For the first show of All Campus Theatre’s season, the group is presenting something a little different. Today through Oct. 7 at 7 p.m. in the Wesley Center on campus, the group is putting on two one-act absurdist comedies entitled “Night of the Absurd.” The two one-acts are “American Dream” and “Line.”
The shows are being directed by Travis Flatt, a veteran member of ACT and the Knoxville theatre community. Travis has previously directed “subUrbia” and “The Outsiders” in the Clarence Brown Theatre lab and has recently performed in plays for the Clarence Brown Theatre, the Actor’s Co-op, the Oak Ridge Playhouse and in the CBT Lab.

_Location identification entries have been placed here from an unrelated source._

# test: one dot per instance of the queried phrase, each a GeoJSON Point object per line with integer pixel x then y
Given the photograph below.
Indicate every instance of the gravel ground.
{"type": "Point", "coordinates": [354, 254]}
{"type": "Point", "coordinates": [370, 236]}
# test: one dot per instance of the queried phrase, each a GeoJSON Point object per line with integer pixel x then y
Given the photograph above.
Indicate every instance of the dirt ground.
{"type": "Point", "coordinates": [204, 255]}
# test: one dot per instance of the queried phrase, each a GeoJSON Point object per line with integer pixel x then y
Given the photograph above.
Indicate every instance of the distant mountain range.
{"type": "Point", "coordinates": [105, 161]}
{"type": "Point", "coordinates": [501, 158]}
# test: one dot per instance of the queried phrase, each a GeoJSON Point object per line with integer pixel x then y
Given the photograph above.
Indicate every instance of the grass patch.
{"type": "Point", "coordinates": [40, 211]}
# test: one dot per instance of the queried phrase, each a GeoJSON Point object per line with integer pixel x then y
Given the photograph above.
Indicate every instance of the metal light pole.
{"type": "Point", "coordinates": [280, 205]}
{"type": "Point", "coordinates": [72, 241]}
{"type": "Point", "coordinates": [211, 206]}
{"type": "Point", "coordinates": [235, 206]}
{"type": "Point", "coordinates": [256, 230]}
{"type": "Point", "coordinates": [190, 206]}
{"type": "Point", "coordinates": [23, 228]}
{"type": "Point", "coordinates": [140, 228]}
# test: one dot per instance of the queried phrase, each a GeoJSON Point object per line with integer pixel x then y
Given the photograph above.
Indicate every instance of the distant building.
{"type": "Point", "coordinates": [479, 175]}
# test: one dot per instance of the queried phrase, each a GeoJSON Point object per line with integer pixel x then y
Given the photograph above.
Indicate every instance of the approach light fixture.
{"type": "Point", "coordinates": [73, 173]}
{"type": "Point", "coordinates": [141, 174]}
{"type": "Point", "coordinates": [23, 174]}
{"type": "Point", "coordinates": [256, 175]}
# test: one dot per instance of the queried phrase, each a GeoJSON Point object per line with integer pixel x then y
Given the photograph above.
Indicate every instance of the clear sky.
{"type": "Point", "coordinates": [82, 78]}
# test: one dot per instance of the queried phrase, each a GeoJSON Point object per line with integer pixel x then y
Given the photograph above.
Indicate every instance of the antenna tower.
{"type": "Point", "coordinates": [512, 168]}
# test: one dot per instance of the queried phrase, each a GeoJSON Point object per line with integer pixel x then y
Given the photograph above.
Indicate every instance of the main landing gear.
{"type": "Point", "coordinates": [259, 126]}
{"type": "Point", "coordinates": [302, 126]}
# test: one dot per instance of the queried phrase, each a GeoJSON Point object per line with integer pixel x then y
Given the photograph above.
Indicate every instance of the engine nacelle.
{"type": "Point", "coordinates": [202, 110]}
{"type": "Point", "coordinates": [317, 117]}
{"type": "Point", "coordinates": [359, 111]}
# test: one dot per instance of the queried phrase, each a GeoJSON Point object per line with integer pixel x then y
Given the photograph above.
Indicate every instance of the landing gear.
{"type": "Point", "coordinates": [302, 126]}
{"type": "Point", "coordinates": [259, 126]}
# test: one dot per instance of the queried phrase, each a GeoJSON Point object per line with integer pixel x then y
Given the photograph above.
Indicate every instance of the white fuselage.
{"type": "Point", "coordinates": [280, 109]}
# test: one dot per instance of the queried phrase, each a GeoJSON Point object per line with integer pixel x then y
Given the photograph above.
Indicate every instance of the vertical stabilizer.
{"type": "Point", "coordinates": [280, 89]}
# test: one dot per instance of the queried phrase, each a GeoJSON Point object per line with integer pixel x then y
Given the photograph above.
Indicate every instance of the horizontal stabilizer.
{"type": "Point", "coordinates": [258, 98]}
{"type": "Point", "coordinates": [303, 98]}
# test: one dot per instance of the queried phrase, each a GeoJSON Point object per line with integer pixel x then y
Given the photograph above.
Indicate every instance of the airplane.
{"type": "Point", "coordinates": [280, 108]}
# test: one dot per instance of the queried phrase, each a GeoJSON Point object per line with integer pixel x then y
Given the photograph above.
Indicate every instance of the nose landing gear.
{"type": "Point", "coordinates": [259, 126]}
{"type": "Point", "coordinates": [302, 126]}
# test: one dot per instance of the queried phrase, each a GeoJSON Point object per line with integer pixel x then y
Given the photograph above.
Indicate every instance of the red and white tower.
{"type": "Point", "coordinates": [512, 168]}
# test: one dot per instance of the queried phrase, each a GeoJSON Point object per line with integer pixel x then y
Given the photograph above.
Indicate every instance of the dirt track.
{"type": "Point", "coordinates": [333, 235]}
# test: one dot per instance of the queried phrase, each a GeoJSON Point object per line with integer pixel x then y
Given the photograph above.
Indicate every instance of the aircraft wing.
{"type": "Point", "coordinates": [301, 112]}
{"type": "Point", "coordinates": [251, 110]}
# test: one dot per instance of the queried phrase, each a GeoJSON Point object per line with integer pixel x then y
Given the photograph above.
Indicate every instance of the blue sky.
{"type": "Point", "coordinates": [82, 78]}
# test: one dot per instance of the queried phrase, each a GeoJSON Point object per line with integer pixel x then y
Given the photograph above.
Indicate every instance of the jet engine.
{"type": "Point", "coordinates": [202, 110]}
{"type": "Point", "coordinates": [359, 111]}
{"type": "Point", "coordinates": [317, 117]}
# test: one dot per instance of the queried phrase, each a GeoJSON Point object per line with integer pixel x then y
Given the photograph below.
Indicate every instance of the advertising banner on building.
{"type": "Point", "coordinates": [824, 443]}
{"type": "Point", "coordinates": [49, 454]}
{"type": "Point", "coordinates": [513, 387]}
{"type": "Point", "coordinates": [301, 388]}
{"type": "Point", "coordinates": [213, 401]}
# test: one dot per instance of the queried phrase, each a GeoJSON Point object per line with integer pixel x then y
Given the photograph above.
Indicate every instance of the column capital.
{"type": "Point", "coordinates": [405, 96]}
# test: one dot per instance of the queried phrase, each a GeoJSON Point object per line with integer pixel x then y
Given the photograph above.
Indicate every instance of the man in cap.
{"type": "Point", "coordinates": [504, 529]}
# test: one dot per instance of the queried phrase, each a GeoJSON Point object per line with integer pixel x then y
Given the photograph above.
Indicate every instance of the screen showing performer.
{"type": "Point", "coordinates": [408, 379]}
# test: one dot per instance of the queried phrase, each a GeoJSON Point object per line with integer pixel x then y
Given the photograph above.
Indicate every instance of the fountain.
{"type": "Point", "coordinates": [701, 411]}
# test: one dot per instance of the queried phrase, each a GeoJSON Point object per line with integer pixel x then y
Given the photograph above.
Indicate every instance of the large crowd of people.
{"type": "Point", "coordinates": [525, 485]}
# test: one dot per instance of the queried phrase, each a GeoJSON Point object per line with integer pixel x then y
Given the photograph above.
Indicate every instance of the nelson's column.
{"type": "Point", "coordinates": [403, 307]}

Flatt says that he “wanted to do these two plays because … Knoxville needs more of this kind of theatre, and because … ACT exists for this sort of production (one that might not usually go on in Knoxville).”
Amanda Faye Smith, a junior in theatre, is also involved as co-director of “Night of the Absurd.” Smith is a former ACT officer and has recently been involved in “The Vagina Monologues,” the original play “Spoken” and under Flatt’s direction in “subUrbia.” Smith adds to Flatt’s reasons for doing the shows, explaining that “Travis and I picked these shows because they are high energy and let the very talented undergrads show their comedic skills as well as (highlight) some very important issues in our society.”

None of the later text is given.